Por lo mismo, el perfil del asesor también debe evolucionar. Ya no basta con un abogado que litiga o con un economista que modela escenarios. Se requiere un profesional —o, idealmente, equipos— capaces de integrar ambas miradas: entender el derecho, pero también los impactos económicos de cada decisión; comprender la estructura contractual, pero también cómo esa decisión afecta el negocio, el financiamiento y la continuidad operacional. En otras palabras, el asesor en gestión de conflictos debe ser, en parte, abogado y en parte economista.

La pregunta que hoy deben hacerse las organizaciones es más profunda: ¿quiénes somos cuando enfrentamos un conflicto? ¿Una empresa que judicializa sistemáticamente sus diferencias o una que busca, como primera opción, el entendimiento, la mediación y la construcción de acuerdos? Esta decisión define no solo su cultura interna, sino también su capacidad de generar confianza y sostener relaciones de largo plazo .

Esta mirada es coherente, además, con las nuevas exigencias en materia de sostenibilidad y criterios ASG. La forma en que una empresa gestiona sus conflictos es hoy un indicador relevante de su gobernanza. No se trata solo de cumplir estándares, sino de cómo se relaciona con su entorno y cómo enfrenta las tensiones propias de esa interacción. Una empresa que gestiona bien sus conflictos no solo reduce riesgos: construye valor en el largo plazo.

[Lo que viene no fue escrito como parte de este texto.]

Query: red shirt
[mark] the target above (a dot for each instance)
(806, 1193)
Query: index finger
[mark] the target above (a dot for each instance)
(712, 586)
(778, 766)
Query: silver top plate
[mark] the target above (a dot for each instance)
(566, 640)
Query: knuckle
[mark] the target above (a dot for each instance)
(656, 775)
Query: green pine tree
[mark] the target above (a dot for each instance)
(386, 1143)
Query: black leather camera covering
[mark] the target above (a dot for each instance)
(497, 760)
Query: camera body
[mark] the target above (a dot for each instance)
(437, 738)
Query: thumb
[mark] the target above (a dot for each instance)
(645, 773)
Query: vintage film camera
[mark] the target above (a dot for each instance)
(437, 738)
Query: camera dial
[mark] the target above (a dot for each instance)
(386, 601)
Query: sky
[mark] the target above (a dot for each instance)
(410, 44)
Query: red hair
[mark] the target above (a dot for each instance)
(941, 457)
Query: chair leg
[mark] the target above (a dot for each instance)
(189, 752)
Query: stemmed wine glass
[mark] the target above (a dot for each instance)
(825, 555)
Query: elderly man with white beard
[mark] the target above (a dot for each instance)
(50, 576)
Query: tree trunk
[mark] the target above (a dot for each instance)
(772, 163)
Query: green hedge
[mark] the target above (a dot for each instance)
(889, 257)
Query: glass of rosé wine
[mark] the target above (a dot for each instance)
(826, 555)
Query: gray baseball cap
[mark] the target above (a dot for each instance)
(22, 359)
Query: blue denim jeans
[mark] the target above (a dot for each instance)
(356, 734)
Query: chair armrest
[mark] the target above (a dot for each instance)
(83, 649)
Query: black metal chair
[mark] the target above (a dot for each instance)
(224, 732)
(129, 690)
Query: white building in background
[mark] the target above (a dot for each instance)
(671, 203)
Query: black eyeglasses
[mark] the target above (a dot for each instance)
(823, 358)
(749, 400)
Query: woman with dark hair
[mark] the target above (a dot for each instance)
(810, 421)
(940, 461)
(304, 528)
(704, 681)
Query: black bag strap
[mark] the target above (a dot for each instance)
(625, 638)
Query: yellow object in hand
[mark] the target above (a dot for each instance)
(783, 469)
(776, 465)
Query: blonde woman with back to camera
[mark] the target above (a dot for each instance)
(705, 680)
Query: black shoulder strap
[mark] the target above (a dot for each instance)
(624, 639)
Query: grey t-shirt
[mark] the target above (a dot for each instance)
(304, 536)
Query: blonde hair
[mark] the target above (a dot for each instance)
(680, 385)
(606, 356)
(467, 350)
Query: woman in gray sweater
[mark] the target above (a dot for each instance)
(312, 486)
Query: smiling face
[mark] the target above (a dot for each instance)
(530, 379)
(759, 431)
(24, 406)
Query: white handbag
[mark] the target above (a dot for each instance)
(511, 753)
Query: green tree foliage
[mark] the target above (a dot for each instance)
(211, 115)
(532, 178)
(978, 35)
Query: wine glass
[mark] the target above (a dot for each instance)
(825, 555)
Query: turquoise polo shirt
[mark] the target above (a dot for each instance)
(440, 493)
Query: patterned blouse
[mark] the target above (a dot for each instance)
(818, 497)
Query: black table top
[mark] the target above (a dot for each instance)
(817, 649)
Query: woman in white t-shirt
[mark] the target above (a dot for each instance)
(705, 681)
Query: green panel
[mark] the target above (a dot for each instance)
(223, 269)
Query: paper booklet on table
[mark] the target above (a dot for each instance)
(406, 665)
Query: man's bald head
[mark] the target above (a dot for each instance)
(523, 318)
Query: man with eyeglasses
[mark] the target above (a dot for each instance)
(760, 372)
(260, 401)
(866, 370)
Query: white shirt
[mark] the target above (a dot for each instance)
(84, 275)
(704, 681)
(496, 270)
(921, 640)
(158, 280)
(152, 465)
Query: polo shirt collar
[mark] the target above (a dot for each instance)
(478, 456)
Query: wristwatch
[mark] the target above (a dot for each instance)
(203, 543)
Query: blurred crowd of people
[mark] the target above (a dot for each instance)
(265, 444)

Entender que el conflicto no es una anomalía, sino una manifestación natural de la interacción empresarial. Y que su adecuada gestión no solo evita costos, sino que genera valor, construye confianza y fortalece el tejido social.

En un mundo que exige velocidad, adaptabilidad y colaboración, insistir en modelos adversariales equivale a operar con desventaja. Las empresas que entienden esto no eliminan los conflictos: los gestionan mejor, los miden y los integran como parte de su estrategia.

Porque, al final, la empresa que sabe gestionar sus conflictos no solo es más eficiente. Es también un mejor vecino. Y en esa doble condición —económica y social— encuentra su verdadera sostenibilidad.